The more you try to make English communicate these ideas easily and clearly, the more it's going to look like programming languages we already have. In short, programming languages are as close to natural language as we can get without losing clarity and simplicity. :D
Since the fundamental difficulty of programming is getting your thoughts ordered enough to tell the computer what to do, making the language more “natural” is highly unlikely to make it more accessible to non-programmers; the language itself was never the real problem in the first place. What's more, all that extra clutter of natural language doesn't help any programmers (worth the name) with what they're doing either, so why add it?
Or can we have a real natural language programming language, complete with “Um”, “Er”, and “Oh, I don't really know”? :-)
Edsger W. Dijkstra, On the foolishness of "natural language programming". I have nothing to add.
The programming language you have showed us above is extremely verbose (as it seems even more than COBOL).
This comes with several problems:
It takes long code to do simple things.
Code grows unmaintainable fairly fast
It takes long to find out what code does
Whether they're better or not is opinion, but that looks like some mutated cross of COBOL and BASIC, which is most definitely epically bad.
So in my opinion, no. I think somewhat to-the-point languages that still use readable verbs/adjectives/names are better (C++, C#, PHP, etc are my preferred languages).
Some languages start to get too high-level and/or verbose, making the actual logic so abstracted it's hard to know what does what. Some are too low-level and brief, forcing you to explicitly state everything you want done. A balance between readability and brevity, with power and flexibility, is what is best for development.
I'll be brave and offer a slightly different opinion here.
I haven't seen anything of this language other than what has been presented in the question, but looking at that I'd have to say it probably is much more readable for a non-programmer. For a programmer on the other hand it won't hurt readability, but it won't help either because we're used to reading code.
On the actual development side of things, I think it would be horrible to have to type so many extra bits especially if you're used to succinct keywords and constructions like us programmers.

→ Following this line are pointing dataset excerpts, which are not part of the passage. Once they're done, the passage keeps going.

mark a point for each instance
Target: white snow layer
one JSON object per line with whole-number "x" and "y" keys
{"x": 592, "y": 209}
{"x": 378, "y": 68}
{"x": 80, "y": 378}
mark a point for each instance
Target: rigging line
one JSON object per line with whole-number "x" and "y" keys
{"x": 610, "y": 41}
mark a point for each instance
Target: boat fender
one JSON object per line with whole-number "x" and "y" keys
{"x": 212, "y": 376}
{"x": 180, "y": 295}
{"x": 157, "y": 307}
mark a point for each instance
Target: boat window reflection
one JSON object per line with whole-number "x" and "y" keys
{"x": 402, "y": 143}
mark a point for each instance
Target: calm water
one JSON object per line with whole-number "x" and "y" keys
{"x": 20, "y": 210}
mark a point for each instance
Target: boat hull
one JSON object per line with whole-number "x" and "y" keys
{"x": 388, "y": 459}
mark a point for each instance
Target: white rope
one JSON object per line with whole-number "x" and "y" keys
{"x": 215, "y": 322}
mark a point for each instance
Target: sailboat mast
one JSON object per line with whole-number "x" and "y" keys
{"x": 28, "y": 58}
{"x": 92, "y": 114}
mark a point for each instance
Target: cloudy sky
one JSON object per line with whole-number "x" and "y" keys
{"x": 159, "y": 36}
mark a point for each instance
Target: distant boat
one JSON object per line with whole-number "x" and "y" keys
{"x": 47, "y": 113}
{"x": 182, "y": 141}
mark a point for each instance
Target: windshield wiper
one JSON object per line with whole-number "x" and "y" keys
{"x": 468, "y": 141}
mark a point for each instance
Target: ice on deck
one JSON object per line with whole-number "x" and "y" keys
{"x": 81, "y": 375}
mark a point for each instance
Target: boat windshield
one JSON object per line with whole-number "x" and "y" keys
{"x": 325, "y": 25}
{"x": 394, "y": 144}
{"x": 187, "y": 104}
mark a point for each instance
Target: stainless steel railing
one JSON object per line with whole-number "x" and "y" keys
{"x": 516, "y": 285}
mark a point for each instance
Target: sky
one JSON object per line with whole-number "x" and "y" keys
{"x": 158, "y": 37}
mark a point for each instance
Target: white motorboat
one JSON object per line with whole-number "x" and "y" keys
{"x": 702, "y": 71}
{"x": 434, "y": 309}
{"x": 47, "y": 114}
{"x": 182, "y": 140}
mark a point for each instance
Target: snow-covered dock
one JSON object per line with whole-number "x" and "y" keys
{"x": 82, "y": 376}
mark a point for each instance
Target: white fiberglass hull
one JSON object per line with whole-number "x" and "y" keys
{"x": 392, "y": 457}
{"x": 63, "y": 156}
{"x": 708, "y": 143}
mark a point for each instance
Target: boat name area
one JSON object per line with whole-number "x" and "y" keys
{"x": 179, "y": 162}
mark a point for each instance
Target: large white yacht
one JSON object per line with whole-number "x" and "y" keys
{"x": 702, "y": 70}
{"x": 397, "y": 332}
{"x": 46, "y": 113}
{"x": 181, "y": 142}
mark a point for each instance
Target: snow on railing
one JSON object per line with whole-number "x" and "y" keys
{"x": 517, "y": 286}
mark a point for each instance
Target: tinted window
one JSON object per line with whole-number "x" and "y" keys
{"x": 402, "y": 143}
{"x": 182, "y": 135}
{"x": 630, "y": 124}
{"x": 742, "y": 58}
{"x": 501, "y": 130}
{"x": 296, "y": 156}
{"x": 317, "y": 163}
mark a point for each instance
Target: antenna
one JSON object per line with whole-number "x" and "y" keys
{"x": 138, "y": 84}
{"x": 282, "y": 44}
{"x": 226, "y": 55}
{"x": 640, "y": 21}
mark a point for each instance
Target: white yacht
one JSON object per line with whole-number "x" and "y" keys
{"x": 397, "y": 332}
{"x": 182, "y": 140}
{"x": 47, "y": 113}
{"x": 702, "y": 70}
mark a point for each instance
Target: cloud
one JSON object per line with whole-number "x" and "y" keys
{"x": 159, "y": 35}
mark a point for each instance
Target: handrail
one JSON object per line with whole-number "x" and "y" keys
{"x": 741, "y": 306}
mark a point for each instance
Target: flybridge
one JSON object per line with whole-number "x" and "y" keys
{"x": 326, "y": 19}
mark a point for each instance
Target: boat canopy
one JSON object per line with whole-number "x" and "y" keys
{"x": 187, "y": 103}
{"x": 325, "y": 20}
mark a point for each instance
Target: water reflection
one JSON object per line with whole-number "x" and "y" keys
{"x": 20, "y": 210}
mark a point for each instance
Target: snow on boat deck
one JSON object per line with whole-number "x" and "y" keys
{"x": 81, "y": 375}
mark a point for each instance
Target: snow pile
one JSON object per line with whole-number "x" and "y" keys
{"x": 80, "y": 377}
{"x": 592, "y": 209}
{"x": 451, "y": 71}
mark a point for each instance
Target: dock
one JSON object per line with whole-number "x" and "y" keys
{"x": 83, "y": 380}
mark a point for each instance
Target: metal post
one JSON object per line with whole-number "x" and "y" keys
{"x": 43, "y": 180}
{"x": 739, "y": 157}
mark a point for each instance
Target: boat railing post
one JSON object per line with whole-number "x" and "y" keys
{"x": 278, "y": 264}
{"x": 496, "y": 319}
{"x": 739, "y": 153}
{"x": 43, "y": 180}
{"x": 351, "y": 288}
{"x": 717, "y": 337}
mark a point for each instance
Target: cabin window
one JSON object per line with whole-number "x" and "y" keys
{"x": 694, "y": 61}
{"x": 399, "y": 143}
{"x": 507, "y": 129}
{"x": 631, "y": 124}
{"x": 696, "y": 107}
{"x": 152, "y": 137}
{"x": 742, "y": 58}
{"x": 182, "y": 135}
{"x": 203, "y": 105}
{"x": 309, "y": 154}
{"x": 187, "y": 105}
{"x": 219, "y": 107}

But let's imagine a far away future where speech recognition is actually accurate. I think a language like this would be far easier to code by talking to your computer, I'd hate to have to specify every parenthesis and such. Not having to do that would help keep your train of thought.
In conclusion:
non-programmer readability: great.
programmer readability: no improvement.
codability typing: no, just...no.
codability speech: probably much easier.
person.eBusiness[text.this.author].like(language.supernova.idea.reverse);
language.English[ambiguous[very]];
person.eBusiness.suggest(create(language.Codetalk));
language.Codetalk.grammar.inspiration=language.programming.grammar;
language.Codetalk[new,better,ambiguous[not]];
if(person.all.use(language.Codetalk)){
person.all.understand(person.all.communication);
};
question(language.Codetalk.idea[good]);
In my opinion there is no really useful advantage in using that kind of "human language", because you still need a syntax and special words. You have to learn both of them, and because that's necessary it would be not much more difficult to learn a "programming language", which gives lots of advantages because it is oriented at the machine's structure and not at the human's way of thinking.

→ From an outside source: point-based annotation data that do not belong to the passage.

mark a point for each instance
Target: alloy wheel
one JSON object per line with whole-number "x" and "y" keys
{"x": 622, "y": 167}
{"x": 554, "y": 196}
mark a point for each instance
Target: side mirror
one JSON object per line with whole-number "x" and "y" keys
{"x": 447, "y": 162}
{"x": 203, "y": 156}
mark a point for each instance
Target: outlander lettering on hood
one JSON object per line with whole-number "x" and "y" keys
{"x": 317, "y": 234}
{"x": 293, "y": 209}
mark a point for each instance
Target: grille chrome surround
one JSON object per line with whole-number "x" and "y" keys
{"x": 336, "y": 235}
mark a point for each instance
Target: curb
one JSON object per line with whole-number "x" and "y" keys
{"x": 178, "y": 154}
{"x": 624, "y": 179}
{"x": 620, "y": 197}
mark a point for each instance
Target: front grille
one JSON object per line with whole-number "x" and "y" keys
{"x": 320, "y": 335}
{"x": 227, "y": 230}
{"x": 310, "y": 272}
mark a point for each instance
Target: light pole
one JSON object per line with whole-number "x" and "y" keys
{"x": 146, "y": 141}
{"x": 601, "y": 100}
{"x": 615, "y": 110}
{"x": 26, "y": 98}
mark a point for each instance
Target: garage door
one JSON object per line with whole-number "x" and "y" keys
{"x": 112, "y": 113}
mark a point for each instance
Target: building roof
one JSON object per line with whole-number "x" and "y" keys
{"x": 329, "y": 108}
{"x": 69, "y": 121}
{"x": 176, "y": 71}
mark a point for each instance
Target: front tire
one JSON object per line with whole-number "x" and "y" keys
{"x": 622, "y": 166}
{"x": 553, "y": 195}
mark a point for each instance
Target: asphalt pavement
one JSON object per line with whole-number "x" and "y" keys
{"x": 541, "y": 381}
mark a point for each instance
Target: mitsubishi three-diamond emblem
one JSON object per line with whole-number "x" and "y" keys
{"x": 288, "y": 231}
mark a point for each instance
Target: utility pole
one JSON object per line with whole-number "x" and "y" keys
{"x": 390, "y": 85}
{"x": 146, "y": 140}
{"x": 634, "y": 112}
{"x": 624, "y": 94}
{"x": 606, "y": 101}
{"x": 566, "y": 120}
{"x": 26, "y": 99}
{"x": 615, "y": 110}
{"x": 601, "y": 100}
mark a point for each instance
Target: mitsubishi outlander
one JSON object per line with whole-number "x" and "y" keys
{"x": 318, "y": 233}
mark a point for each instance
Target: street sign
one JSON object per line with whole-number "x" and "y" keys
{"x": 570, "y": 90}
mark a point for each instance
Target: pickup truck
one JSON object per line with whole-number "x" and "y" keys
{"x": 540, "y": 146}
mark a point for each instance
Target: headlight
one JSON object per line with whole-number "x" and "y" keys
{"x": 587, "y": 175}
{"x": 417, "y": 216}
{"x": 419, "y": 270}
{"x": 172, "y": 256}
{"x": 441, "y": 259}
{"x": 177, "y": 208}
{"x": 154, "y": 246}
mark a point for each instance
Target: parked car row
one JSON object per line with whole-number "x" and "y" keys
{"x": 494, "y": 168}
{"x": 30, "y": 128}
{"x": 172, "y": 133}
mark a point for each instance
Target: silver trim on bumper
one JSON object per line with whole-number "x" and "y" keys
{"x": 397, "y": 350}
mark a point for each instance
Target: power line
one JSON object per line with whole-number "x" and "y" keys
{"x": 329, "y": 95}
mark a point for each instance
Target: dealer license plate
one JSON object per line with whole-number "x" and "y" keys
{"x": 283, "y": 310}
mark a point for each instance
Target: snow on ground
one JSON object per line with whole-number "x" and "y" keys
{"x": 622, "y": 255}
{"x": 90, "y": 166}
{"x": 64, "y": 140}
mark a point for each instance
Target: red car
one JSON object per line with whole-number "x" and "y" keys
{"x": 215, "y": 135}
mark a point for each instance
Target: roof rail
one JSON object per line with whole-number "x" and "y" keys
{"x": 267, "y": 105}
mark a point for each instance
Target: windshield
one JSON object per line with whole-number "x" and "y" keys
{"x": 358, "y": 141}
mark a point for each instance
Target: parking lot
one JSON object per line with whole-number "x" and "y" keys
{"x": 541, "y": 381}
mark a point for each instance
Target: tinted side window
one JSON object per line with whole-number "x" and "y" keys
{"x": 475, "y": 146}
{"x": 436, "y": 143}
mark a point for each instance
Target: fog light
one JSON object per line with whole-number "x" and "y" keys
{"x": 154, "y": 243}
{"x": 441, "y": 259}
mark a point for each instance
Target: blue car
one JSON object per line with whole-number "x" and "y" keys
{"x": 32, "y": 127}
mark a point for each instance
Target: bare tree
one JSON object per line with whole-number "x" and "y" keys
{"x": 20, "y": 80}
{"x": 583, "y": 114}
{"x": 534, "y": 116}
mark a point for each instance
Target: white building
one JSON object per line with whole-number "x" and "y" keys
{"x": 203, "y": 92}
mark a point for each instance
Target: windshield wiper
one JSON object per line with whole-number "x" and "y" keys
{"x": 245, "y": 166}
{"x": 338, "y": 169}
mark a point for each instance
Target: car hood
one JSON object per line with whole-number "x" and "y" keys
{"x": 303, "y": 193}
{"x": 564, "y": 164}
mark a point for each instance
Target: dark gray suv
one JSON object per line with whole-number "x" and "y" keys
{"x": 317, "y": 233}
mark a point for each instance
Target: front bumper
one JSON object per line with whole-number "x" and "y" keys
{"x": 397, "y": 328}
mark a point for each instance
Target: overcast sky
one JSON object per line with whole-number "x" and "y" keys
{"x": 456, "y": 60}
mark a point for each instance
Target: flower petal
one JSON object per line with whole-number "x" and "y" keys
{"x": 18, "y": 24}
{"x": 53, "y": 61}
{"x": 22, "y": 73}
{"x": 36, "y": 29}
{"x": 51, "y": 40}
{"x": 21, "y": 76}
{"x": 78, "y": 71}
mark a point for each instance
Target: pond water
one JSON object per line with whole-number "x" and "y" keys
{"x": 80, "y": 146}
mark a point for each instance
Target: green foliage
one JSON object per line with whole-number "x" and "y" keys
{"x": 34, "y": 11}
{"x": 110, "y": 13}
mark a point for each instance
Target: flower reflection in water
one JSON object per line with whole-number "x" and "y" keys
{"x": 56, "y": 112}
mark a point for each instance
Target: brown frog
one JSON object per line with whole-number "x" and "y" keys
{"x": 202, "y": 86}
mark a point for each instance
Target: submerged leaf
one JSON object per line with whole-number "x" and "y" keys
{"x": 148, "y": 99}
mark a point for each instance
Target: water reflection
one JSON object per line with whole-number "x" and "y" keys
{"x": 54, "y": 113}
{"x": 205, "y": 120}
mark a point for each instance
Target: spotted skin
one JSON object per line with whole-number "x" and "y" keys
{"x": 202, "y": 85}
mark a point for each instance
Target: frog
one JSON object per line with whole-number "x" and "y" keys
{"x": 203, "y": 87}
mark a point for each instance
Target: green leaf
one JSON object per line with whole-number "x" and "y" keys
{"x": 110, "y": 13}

You will need to think the way the machine works if you want to write good programs, and a programming language is definitely more powerful to express that way of thinking than human language.

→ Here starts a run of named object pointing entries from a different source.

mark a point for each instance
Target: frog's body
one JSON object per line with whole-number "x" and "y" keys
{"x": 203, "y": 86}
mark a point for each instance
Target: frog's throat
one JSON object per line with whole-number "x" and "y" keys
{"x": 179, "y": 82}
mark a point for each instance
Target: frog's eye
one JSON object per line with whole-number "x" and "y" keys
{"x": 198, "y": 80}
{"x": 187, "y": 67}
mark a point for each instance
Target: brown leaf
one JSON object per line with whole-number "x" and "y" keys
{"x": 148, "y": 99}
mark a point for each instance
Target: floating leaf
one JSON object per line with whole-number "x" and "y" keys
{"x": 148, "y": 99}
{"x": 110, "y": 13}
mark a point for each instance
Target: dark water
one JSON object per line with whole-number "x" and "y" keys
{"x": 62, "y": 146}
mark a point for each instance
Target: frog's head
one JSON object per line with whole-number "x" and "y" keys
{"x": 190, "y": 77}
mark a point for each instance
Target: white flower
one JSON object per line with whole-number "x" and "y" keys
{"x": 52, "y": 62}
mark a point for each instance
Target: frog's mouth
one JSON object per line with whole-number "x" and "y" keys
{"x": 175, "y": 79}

One problem with these languages is: Say you write significant portions of your app in this language and then need different people to maintain,extend or otherwise change the code.
Who are you going to get to do this ? Nobody off the street is going to know it and others are going to have a steep learning curve.
Let's also assume you have a question on how to accomplish a task the language, where do you turn ?
Well the perfect programming language would be an exact copy of the English Language. You could just tell your computer to do some stuff in the same way you might order a coffee or give homework to your class. However, such a language would be extremely difficult to implement (an advanced A.I would be necessary).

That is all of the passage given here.